The next platform for your embedded application will use a new processor, and the original software must run on it next week. Depending on the original system architecture and the tools available, the task can be either a breeze or a nightmare.
This scenario illustrates the problem today's designers face when attempting to jump to new platforms while keeping the same software. Many choices exist, but each has its own pros and cons. Let's take a look at those options.
The table outlines the three general approaches to porting code: recompilation, virtual machines, and machine-code translation. Each has different benefits, requirements, and drawbacks. For example, recompilation is only possible with source code present.
Source code availability is preferable even when employing technologies like virtual machines and machine-code translation because of debugging considerations. The big problem with any porting exercise is always compatibility, and 100% compatibility is hard to come by, especially when the new target adds features or peripherals.
Another consideration is the support code necessary by an application (see "Making Apps Run," p. 78). Small microcontroller applications can often run without additional support code, but anything larger includes at least an operating system. Building an operating system from scratch for an embedded application is still a viable alternative, although using a third-party operating system is pretty standard.
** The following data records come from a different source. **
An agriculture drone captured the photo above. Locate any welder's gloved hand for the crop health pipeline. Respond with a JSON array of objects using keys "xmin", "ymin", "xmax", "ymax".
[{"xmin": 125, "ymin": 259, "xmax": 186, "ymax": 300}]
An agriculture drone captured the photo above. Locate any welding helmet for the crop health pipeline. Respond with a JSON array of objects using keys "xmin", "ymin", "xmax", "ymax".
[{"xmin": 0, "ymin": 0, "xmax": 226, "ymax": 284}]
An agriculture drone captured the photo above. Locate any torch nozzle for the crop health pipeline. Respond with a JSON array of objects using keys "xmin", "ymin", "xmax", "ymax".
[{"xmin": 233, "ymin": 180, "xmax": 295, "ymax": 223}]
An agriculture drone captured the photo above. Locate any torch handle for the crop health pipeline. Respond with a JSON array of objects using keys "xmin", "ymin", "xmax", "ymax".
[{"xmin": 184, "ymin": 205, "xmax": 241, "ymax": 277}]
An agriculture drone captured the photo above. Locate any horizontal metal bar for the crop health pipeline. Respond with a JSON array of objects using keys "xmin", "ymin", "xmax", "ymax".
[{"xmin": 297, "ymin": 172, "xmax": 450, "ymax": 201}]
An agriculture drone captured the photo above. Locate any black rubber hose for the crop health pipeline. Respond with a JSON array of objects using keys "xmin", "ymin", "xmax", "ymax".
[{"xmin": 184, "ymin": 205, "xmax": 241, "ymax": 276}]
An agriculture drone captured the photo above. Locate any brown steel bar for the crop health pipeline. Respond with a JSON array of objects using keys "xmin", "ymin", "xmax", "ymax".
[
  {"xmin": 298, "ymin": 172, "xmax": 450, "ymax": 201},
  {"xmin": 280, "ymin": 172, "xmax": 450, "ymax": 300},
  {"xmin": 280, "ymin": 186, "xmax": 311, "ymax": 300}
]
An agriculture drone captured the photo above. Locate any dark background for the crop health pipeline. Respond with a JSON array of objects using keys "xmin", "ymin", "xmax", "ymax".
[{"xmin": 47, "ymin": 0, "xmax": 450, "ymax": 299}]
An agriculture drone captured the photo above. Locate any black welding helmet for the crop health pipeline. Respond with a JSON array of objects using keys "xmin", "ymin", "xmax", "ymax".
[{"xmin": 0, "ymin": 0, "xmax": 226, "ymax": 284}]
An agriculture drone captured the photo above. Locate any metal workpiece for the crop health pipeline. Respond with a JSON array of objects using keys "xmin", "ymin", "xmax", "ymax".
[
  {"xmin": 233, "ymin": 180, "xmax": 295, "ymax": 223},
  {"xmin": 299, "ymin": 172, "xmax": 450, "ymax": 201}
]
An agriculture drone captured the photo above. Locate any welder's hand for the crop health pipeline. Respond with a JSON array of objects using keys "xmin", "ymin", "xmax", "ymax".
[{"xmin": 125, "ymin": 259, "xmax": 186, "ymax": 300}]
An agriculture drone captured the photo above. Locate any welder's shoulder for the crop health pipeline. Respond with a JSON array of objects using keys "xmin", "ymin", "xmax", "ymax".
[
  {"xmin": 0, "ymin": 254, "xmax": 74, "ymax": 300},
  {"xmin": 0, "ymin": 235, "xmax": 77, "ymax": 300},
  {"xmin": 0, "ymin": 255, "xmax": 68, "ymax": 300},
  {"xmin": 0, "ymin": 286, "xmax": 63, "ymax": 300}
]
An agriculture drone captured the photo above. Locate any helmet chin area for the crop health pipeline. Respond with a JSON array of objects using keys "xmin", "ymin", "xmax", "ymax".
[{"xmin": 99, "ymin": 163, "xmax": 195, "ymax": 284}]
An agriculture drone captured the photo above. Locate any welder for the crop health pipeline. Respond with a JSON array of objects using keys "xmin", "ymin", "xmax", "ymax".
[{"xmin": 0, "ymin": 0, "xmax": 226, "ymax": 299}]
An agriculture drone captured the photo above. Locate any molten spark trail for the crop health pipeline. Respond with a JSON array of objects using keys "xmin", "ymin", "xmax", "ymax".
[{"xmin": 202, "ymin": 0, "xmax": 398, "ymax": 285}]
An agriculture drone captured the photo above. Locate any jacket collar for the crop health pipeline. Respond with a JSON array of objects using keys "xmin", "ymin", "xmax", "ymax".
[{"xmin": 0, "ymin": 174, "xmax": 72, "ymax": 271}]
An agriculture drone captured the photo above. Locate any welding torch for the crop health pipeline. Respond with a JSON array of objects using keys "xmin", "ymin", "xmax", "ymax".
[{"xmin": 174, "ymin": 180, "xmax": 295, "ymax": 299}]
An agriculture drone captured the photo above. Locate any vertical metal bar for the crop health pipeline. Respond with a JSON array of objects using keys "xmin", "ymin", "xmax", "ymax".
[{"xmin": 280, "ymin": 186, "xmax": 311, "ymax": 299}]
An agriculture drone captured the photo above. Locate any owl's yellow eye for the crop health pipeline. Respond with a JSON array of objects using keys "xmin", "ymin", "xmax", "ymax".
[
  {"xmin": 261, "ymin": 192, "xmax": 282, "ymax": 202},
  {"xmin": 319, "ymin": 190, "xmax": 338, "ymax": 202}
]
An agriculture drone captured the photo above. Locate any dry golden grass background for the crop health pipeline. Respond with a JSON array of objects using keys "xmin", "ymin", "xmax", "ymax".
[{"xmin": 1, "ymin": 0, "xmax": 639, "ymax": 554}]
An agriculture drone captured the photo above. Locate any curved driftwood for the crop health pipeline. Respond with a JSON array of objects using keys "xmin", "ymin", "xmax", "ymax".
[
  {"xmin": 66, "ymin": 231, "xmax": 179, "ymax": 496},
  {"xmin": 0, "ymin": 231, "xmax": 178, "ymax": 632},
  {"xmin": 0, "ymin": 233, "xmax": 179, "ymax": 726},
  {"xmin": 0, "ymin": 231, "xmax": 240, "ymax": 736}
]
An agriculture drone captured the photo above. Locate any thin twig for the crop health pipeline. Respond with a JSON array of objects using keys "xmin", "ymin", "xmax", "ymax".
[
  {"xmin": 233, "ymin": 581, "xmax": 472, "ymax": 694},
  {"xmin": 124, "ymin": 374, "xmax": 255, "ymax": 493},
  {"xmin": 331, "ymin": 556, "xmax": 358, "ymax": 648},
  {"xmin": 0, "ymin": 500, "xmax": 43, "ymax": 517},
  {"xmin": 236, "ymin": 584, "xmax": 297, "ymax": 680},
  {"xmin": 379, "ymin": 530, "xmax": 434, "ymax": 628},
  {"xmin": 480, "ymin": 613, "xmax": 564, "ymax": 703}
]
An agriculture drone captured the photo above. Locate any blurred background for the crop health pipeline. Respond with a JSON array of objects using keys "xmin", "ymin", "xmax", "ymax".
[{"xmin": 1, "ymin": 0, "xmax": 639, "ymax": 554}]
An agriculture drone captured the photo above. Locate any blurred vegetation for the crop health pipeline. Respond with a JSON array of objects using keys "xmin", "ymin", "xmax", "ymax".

Unfortunately, the source code for support programs can be expensive, which is one reason why Linux, with its General Public License (GPL), is a popular embedded solution. Many real-time operating-system (RTOS) vendors include source code as part of their base package. A number of them still keep their source code closed, yet Microsoft permits peeking under the covers.
Portable Source Code: In addition, the destination must have a compatible compiler. C and C++ are the two most popular compilers, but this can be refined further as C++ provides undesirable or unnecessary features for embedded environments.
Embedded C++ (EC++) is one common subset that works with compilers from a number of companies, such as Altium Tasking. It eliminates advanced features like multiple inheritance and templates. The idea behind it is to make EC++-based applications less complicated in terms of language features. As a subset of C++, EC++ lists the things that won't be implemented.
Subsetting the C runtime also is useful for embedded environments and portability. The POSIX standards define a range of interfaces for everything from file access to multitasking support. Migration at the source level is significantly simpler if the application can adhere to this more limited support interface. POSIX works with most operating systems.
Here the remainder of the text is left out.